Der Erschließungsbeitragsbescheid für die Straßenbeleuchtung ist dem Vorbesitzer bereits zugestellt worden. In diesem Fall haftet die Forderung gem. § 134 Abs.2 BauGB als öffentliche Last auf dem Grundstück. Anders als private Verbindlichkeiten (Grundschuld, Hypothek) muss die öffentliche Last nicht ins Grundbuch eingetragen werden. Deswegen konnten Ihnen das Amtsgericht und der Notar auch keine entsprechende Auskunft erteilen. Die öffentliche Last wird von einem Eigentümerwechsel nicht berührt.

Durch einfachen Duldungs- oder Haftungsbescheid können Sie für die Verbindlichkeiten des Vorbesitzers in Anspruch genommen werden. Insoweit ist also die Stadt berechtigt, Beiträge, die sie bereits dem Vorbesitzer gegenüber veranlagt hat, auch einem neuen Eigentümer gegenüber noch nach vielen Jahren geltend zu machen.
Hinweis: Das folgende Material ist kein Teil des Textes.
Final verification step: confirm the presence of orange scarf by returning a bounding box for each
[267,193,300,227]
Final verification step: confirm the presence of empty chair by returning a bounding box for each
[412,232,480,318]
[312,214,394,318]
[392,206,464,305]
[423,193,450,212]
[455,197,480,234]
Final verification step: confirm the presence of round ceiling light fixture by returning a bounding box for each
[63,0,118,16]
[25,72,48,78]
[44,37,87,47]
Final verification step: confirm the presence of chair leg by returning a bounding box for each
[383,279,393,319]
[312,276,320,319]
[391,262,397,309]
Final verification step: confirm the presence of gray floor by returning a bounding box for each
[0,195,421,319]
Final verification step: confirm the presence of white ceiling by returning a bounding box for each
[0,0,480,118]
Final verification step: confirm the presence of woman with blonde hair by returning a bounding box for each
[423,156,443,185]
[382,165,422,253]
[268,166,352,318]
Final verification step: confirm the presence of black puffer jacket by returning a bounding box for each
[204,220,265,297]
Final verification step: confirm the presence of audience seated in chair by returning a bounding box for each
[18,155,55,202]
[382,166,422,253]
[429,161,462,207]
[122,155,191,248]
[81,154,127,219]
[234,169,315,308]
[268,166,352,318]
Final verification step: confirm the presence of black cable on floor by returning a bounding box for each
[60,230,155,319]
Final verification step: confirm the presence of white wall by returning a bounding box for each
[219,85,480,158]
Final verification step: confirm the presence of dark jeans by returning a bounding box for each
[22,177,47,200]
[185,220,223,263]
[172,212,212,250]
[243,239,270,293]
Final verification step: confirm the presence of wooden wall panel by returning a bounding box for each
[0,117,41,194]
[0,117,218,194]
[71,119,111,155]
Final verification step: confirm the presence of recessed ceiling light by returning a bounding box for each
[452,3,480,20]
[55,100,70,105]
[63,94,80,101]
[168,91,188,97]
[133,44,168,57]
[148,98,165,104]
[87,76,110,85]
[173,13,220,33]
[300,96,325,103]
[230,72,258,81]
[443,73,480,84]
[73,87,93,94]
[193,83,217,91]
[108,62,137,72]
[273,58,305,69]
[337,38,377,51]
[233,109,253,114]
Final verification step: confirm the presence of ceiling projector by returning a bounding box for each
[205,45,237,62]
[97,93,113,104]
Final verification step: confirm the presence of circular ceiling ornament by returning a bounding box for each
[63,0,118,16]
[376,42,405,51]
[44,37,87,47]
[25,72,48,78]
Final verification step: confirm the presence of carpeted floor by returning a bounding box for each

Es ist daher unverzichtbar bei einem Grundstückskauf die örtliche Bauverwaltung auch hinsichtlich solcher Forderungen zu befragen. Das gilt insbesondere dann, wenn die Immobilie unter Zwangsverwaltung steht und damit gerechnet werden muss, dass noch offene Forderungen existieren.

2. Variante

Wenn noch kein Bescheid gegenüber dem Vorbesitzer erlassen wurde, gibt es eine Veranlagungsfrist von 4 Jahren. Diese Frist beginnt, wenn die Erschließung endgültig fertiggestellt ist. Werden also nacheinander Teile der Erschließungsanlage fertiggestellt, wird der Betrag erst fällig bei Fertigstellung des letzten Teiles (z.B. der Straßenbeleuchtung). So kann es sein, dass auch schon lange abgeschloessene Teilerschließungen noch berücksichtigt werden. Fertigstellung der Maßnahme ist im übrigen nicht der Zeitpunkt der physischen Fertigstellung der Bauarbeiten, sondern der Eingang der letzten Unternehmnerrechnung bei der Stadtverwaltung. Dieser Zeitpunkt kann u.U. deutlich später liegen als die tatsächliche Fertigstellung. Auch das eröffnet den Zugriff auf ältere Kosten, wobei sich die Rechnung stets an denjenigen wendet, der bei Abrechnung Eigentümer des Grundstückes ist. Bei Eingang einer Unternehmer Rechnung in 2007 wären also diese Ansprüche noch nicht verjährt.